Wednesday, June 20, 2012

June 20, 2012: American Studying the Election, Part 3

[The third in a series on some of the broader American Studies issues and stakes in the 2012 presidential election. As always, and doubly so with controversial topics like these, your takes are very welcome!]
On the stakes of 2012 for what might—or might not—be America’s next war.
I’ve written a good deal about war in this space, for obvious reasons: you can’t write about American history without addressing the many wars in which we’ve been involved, from the first conflicts between European arrivals and Native Americans through the latest wars in the Middle East. While every war is unique and complex, and demands its own attention and analyses, I would say that I’ve tried to consistently emphasize two interconnected ideas when it comes to all American (and really all) wars: that no matter the causes or reasons for a war, no matter how just or understandable it might be, war always produces horrors that come to define it for all involved; and that the most important thing we can do, when it comes to remembering the histories and stories of wars, is to do the fullest justice we can to those effects, on soldiers, on civilians, on communities, on nations.

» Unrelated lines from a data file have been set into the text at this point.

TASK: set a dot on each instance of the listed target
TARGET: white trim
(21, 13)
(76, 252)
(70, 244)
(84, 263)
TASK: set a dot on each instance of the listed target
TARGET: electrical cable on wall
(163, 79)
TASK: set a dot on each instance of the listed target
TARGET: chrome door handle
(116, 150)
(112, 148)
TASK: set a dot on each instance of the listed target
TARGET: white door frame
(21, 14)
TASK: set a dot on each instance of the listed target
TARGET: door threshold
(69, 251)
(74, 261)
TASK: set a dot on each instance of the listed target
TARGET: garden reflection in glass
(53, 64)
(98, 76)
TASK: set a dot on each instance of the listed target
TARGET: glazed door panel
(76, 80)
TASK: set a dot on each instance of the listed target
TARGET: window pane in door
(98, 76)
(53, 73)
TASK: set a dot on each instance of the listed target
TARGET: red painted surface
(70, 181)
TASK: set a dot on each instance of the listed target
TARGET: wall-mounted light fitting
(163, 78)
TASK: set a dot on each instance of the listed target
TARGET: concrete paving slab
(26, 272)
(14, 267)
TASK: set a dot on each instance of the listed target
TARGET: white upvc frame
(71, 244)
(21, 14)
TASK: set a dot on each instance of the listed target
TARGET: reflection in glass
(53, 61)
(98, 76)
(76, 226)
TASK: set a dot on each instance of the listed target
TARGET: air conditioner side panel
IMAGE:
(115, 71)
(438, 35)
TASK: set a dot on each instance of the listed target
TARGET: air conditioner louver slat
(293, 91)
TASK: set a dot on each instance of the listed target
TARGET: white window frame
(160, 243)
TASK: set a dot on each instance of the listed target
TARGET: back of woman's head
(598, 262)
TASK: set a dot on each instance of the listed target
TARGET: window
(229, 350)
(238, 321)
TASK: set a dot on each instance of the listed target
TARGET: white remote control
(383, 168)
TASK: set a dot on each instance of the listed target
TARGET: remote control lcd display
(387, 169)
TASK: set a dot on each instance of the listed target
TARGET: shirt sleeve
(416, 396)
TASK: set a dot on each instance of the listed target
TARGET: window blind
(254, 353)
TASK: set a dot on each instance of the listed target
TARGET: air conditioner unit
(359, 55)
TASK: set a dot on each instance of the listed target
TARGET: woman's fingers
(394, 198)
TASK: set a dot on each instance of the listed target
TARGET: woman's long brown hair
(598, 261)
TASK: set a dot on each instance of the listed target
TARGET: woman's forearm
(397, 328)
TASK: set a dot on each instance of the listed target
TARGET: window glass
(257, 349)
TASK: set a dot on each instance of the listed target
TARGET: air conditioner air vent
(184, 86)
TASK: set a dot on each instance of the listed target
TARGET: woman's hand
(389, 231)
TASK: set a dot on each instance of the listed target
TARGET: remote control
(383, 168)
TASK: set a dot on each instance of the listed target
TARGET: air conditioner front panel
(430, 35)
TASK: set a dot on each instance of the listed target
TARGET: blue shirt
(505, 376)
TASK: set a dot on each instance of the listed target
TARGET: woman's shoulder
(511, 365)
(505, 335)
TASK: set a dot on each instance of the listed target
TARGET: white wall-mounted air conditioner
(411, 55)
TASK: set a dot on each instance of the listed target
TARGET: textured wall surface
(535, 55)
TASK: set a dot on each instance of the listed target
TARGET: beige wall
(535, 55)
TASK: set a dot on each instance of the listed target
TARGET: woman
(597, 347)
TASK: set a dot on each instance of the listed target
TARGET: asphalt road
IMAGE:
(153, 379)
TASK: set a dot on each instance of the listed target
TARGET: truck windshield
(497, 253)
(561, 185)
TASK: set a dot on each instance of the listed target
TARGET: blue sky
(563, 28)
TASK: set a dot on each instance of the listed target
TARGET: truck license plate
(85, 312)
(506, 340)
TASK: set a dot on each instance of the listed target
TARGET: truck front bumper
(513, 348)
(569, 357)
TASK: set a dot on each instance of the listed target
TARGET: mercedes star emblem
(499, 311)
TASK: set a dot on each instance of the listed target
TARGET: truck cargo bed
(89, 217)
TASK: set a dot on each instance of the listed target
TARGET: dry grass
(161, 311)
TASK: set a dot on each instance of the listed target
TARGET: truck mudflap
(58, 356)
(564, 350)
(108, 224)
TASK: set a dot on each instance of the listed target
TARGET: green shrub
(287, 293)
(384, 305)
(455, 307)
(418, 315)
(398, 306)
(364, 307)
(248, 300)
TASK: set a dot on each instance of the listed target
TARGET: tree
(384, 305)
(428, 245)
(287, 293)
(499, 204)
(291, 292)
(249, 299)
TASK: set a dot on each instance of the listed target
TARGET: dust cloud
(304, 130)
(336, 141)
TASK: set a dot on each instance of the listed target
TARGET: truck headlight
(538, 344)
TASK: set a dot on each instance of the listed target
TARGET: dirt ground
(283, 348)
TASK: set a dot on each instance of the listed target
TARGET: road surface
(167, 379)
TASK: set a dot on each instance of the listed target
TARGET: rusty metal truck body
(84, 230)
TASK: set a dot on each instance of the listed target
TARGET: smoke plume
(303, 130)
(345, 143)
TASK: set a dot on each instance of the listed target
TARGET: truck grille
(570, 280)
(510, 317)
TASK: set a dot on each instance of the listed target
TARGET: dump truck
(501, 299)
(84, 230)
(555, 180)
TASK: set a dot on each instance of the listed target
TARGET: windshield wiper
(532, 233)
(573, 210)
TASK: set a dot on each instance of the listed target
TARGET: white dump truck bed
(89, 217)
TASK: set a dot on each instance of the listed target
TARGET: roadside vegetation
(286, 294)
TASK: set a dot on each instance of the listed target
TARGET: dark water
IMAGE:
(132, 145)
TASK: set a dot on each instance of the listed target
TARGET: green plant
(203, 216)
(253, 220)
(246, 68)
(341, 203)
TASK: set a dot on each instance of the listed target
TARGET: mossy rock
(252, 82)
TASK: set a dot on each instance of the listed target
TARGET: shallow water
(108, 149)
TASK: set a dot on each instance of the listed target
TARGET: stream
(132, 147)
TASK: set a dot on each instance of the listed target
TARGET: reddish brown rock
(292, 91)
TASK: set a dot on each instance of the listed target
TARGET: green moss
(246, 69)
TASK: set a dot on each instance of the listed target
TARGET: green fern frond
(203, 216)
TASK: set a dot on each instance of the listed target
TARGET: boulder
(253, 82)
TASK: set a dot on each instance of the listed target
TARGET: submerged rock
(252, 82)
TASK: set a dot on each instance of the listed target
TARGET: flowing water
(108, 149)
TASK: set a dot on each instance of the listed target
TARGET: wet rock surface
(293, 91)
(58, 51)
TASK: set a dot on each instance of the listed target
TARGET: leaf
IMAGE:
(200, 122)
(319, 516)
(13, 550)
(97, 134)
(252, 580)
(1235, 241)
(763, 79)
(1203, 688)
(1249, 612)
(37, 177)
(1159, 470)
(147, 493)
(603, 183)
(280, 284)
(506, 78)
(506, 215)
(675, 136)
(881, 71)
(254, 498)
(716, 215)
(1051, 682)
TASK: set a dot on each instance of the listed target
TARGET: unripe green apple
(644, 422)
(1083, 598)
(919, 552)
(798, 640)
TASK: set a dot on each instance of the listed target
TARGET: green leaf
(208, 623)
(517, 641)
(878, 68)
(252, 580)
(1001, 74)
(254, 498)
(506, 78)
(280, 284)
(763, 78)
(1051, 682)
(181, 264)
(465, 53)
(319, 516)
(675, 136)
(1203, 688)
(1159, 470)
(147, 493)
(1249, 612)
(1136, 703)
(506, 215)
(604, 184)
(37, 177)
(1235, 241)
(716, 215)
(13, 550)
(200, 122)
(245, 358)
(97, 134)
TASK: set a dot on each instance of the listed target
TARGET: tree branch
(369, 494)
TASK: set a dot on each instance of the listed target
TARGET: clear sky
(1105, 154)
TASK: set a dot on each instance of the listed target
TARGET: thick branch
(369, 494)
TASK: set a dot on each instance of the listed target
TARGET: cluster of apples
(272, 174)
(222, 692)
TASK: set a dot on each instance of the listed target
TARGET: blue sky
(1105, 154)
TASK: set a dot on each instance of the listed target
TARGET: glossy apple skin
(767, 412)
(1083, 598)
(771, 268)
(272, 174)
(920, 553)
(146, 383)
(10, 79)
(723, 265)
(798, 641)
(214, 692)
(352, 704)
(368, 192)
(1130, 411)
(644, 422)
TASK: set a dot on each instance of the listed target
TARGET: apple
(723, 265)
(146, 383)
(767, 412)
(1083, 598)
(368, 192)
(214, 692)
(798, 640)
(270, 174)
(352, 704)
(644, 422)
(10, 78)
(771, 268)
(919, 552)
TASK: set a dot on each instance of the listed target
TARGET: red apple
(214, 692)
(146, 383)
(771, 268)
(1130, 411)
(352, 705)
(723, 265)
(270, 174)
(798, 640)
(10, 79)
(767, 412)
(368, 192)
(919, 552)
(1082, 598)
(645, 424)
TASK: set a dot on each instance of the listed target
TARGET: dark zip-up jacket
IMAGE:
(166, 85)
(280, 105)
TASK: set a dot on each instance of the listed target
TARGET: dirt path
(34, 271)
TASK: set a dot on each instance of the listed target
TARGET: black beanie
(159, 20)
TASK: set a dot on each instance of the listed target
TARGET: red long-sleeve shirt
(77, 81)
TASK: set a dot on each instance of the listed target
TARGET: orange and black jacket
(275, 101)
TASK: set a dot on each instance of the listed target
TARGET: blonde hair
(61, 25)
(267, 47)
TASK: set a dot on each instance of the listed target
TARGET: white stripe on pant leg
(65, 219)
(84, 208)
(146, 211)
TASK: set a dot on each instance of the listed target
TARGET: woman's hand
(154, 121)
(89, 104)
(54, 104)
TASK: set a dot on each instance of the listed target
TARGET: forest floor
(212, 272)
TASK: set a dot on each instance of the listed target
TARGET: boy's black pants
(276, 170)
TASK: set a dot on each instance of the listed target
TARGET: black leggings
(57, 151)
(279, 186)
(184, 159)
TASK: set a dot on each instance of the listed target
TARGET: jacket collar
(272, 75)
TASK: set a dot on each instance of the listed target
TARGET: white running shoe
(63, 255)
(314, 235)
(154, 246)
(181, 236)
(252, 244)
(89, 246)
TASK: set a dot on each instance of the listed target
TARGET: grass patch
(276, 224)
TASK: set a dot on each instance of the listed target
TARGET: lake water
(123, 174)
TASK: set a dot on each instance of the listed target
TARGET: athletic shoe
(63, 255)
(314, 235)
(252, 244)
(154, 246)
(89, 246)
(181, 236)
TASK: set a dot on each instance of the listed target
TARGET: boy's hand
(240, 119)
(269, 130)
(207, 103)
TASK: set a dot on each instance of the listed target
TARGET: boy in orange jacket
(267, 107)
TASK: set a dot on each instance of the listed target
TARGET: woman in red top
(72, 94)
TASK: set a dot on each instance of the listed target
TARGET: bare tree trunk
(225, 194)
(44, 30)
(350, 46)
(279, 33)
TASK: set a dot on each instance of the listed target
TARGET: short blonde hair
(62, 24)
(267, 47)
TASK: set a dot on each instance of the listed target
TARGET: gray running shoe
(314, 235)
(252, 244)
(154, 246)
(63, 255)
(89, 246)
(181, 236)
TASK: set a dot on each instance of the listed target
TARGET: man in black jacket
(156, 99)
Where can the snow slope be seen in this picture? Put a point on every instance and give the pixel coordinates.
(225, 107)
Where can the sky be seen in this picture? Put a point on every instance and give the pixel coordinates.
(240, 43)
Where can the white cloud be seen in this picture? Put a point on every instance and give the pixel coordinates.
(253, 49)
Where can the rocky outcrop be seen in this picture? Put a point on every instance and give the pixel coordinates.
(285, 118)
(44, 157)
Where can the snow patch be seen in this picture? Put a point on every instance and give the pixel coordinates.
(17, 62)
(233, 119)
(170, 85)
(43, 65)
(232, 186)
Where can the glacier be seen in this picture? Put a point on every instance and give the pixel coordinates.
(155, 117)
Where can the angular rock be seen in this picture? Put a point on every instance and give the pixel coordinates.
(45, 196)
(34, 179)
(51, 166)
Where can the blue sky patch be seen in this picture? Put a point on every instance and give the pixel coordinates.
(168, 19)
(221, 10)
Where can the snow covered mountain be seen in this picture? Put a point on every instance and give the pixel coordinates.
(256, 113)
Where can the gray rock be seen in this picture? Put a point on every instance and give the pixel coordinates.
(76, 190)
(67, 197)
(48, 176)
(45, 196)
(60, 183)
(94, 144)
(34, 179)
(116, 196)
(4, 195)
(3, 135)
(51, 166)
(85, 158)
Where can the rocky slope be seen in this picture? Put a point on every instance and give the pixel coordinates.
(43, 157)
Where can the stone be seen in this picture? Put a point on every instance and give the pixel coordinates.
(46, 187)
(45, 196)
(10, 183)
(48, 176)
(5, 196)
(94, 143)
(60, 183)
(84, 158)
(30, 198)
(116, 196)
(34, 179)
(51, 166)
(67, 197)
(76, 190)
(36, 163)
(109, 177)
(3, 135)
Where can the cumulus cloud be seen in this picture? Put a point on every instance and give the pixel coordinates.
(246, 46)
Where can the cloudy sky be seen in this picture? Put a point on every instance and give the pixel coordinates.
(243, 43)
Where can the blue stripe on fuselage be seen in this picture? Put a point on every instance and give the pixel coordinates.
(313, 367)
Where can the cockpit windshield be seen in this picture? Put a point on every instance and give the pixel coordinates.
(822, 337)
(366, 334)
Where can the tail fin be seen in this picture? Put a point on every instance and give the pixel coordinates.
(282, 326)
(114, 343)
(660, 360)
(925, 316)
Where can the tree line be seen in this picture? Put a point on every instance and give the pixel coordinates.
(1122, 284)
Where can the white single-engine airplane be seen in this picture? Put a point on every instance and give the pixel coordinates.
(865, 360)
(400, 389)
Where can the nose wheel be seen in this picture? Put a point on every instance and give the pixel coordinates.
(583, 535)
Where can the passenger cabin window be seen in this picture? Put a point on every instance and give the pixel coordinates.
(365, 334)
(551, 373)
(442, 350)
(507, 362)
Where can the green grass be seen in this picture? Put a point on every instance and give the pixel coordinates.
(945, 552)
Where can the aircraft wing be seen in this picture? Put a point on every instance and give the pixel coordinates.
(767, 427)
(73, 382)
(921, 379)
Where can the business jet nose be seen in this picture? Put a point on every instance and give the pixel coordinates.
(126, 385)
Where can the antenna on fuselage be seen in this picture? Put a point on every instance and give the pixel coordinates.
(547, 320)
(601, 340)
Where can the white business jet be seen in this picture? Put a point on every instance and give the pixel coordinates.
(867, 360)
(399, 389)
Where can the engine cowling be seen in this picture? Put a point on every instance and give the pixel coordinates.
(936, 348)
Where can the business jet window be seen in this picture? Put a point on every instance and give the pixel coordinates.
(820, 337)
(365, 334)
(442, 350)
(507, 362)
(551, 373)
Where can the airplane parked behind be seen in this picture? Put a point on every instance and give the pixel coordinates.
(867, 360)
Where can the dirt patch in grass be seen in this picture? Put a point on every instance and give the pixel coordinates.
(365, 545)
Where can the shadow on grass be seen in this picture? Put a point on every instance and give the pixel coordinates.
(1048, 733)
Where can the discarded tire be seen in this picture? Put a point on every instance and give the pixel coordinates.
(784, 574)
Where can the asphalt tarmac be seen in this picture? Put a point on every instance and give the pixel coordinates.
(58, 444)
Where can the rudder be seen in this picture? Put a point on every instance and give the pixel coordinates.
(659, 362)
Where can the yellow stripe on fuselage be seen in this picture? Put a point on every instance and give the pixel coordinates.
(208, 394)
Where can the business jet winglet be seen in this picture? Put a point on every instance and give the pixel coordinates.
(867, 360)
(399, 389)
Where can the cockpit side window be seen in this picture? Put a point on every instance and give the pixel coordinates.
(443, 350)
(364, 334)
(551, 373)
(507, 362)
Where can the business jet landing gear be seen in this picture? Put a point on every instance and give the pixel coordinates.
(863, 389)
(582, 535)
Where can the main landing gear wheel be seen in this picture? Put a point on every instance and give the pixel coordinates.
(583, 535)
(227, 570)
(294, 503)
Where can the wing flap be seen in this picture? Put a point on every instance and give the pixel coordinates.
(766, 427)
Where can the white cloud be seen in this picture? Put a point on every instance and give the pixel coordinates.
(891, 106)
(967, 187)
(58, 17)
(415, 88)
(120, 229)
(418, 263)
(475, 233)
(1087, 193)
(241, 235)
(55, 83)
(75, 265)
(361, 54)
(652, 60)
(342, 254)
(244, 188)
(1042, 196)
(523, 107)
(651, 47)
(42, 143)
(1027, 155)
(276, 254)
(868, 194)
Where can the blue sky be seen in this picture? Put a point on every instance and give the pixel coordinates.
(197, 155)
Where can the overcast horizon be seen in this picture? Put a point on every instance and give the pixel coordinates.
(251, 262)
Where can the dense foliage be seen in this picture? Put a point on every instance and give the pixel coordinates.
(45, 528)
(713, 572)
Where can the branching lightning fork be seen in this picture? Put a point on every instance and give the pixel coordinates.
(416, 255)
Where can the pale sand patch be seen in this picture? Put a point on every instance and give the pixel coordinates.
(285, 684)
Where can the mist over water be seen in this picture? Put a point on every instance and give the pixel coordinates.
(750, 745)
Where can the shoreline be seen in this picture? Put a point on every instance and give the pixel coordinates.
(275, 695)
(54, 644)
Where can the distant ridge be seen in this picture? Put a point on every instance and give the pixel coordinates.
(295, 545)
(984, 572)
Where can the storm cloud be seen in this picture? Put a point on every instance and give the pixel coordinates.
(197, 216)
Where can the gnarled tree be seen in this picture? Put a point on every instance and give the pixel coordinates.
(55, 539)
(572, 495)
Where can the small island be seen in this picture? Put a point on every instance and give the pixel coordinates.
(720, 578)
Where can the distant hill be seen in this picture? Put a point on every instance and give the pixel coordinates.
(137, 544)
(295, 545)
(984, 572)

If we’re able to remember and engage with those things, I believe there would be a number of positive results, but here want to highlight one for our political conversations and debates: such memories and engagement would make it very hard, if not impossible, for us to treat war as a political option, as one of many ways to resolve various world crises or problems. Certainly George W. Bush’s doctrine of preemptive war, as illustrated dramatically in his attack on Saddam Hussein’s Iraq, is the most recent and striking example of this attitude toward war; but the truth is that many American wars, from the 19th century’s Mexican American and Spanish American Wars up through that most recent war in the Persian Gulf, have been similarly wars of choice, pursued (sometimes more covertly and under the context of “attacks” on America, to be sure, as was the case in the 19th century wars) by our government in an effort to gain territory, to resolve international difficulties, to influence other nations and relationships, and so on. Again, each situation has been specific and complex, but the fact remains that the United States has consistently treated war as a choice, an option to consider when confronted with various (and not immediately threatening, to be clear) problems.
You would think, perhaps, that the catastrophic failure of the most recent Iraq War would make it unlikely for us to treat war in this way again, at least so soon after that war’s horrors. But I believe you would be wrong, and that the very prominent and continuing drumbeat for war with Iran—led by many of the same neoconservatives who drove Bush’s foreign policy—exemplifies the presence and power of these same arguments in 2012. Moreover, Mitt Romney’s foreign policy advisors consist almost exclusively of such neoconservatives, as best illustrated by John Bolton, the former Bush Ambassador to the UN who has recently appeared in print advocating for a war with Syria (which, I assume, he thinks we could handle smoothly before moving on to Iran). There’s obviously no way to know for sure what our foreign policy future will include, nor whether President Obama will or would in a second term be able to resist various pressures pushing for conflict with Iran; but it seems clear that a vote for Mitt Romney represents, at the very least, a vote for a foreign policy team for whom preemptive, chosen war is an entirely valid, if not indeed often the first, option.
Next election and American issue tomorrow,
Ben
PS. What do you think?
6/20 Memory Day nominee: Charles Chesnutt, author of (to my mind) the greatest and most significant American novel, among his many other complex and important, and far too unremembered, literary and historical works.